Intrige (German Edition)
Raum für die Adresse steht unter dem Wort Telegramm und über dem Wort Paris, beide in Druckbuchstaben, handschriftlich geschrieben:
Major Esterházy,
27, Rue de la Bienfaisance
Der Name sagt mir nichts, aber ich bin so erschüttert, als hätte ich gerade in den Todesanzeigen den Namen eines alten Freundes entdeckt. »Gehen Sie zu Gribelin, er soll nachprüfen, ob es in der französischen Armee einen Major Esterházy gibt«, sage ich zu Lauth. Immerhin, denke ich, besteht die Möglichkeit, die wenn auch geringe Hoffnung, dass es sich angesichts des Nachnamens um einen österreichisch-ungarischen Offizier handelt.

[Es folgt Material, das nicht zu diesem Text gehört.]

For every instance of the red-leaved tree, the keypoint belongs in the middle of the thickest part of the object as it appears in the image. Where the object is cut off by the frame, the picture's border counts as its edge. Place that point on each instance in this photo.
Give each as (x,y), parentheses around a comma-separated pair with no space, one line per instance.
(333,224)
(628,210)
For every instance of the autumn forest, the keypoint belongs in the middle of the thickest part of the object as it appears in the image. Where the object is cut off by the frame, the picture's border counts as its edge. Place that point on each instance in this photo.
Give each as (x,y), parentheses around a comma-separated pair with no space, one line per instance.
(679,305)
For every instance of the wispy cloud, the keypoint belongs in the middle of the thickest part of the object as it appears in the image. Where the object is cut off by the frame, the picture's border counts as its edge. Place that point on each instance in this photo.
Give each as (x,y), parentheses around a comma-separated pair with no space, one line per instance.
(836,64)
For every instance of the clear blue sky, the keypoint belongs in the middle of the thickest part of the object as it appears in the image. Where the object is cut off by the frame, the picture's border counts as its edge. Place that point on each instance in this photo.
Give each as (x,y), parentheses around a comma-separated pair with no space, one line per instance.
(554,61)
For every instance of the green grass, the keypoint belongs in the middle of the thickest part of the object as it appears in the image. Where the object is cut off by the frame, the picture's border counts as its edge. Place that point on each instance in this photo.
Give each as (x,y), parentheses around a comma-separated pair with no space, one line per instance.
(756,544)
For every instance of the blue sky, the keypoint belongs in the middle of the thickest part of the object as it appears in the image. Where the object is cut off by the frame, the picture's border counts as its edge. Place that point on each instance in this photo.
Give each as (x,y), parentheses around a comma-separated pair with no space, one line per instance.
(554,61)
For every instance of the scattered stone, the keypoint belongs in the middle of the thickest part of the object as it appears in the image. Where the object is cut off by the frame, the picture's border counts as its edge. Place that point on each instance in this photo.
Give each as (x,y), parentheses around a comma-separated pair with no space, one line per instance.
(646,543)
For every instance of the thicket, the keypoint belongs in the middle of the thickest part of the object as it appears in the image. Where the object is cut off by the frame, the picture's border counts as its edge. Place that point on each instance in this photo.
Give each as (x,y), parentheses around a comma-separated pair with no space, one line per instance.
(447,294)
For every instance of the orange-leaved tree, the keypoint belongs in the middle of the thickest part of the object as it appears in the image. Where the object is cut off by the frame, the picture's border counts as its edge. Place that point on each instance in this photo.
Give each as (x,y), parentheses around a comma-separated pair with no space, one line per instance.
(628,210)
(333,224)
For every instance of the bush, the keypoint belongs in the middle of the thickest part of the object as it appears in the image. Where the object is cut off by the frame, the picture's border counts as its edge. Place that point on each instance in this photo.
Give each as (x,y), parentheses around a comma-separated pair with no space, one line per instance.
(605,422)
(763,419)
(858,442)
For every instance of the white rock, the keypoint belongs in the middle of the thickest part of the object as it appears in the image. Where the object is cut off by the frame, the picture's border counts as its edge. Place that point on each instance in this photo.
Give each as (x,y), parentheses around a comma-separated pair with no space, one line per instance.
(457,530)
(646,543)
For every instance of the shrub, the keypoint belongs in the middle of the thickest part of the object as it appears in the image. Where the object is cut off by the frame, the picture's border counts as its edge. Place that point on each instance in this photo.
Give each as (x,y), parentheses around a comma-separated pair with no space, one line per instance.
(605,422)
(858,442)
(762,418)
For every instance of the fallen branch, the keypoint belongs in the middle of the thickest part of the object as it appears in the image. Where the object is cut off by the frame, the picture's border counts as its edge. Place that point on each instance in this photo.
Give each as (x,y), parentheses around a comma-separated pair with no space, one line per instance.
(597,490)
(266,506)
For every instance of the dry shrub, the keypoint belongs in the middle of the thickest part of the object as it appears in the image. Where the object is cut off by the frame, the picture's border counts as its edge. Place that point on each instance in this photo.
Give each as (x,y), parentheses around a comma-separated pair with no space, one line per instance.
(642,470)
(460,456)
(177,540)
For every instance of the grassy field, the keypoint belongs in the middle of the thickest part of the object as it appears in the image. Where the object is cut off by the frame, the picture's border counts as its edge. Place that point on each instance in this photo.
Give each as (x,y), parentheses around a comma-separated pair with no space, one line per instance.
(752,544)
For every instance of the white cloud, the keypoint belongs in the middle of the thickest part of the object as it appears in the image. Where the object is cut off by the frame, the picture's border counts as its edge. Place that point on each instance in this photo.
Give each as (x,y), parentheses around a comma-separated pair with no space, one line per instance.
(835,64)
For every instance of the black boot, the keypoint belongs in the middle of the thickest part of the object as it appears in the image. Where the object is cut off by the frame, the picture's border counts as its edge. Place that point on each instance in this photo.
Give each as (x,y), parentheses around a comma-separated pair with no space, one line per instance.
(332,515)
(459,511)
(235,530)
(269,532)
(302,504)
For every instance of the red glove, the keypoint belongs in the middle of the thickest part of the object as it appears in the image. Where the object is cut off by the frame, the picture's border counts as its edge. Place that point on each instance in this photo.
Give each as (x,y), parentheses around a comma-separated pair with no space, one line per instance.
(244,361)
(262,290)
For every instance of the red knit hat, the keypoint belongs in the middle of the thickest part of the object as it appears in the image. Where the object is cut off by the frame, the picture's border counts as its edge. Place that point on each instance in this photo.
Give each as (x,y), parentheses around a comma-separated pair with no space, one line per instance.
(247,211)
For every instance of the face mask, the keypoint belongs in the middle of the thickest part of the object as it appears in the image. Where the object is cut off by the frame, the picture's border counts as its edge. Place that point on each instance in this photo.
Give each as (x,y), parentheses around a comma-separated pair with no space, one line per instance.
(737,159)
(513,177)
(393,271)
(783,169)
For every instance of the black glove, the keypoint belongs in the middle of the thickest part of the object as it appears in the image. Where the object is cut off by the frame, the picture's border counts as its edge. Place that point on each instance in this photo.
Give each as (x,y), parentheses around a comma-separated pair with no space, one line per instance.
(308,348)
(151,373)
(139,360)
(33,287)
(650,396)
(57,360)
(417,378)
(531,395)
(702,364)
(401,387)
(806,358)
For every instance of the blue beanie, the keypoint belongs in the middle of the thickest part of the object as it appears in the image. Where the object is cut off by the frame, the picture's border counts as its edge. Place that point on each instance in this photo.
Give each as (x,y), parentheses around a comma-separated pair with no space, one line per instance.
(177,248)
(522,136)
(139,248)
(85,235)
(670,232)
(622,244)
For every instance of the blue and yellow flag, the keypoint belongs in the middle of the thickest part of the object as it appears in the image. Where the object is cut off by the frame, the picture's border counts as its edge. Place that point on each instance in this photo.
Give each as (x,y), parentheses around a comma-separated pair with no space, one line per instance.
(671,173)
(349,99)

»Schon erledigt«, sagt Lauth. »Major Charles Ferdinand Walsin-Esterházy dient im 74 . Infanterieregiment.«
»Im Vierundsiebzigsten?« Ich versuche immer noch, das zu verdauen. »Ich habe einen Freund in dem Regiment. Die sind in Rouen stationiert.«
»Rouen? Das Haus in R.?« Lauth schaut mich erschrocken an. Seine blassblauen Augen sind weit aufgerissen, und seine Stimme ist nur noch ein Flüstern. Das lässt nur einen einzigen Schluss zu. »Heißt das, es gibt noch einen anderen Verräter?«
Ich weiß nicht, was ich ihm darauf antworten soll. Ich lese mir noch einmal die sieben Zeilen der Nachricht durch. Nach acht Monaten, in denen ich regelmäßig Schwartzkoppens Notizen und Briefentwürfe gelesen habe, bin ich mit seiner Handschrift vertraut, und diese gleichmäßige und förmliche Schrift passt gar nicht zu ihm. Tatsächlich ist sie zu gleichmäßig und förmlich, als dass sie die normale Handschrift von wem auch immer sein könnte. Es ist die Art von Schrift, wie sie auf offiziellen Einladungen verwendet wird. Die Handschrift ist verstellt. Und deshalb meine natürliche Schlussfolgerung: Wenn ein Offizier einer fremden Macht mit einem Agenten per öffentlicher Post des Gastlandes kommuniziert, dann würde er zumindest die minimale Vorsichtsmaßnahme ergreifen und seine Handschrift verstellen. Der Ton der Botschaft ist gereizt, kategorisch, drängend und lässt auf ein gestörtes Verhältnis schließen. Das Rohrpostsystem folgt der Pariser Kanalisation und kann ein Telegramm so schnell transportieren, dass Esterházy es binnen ein, zwei Stunden erhalten hätte. Aber es ist immer noch riskant, weshalb Schwartzkoppen sich vielleicht am Ende entschieden hat, es nicht abzuschicken, sondern es in möglichst winzige Schnipsel zu zerreißen und in den Papierkorb zu werfen – obwohl er die Botschaft mühsam abgeschrieben und schon die fünfzig Centimes für die Telegrammkarte ausgegeben hatte.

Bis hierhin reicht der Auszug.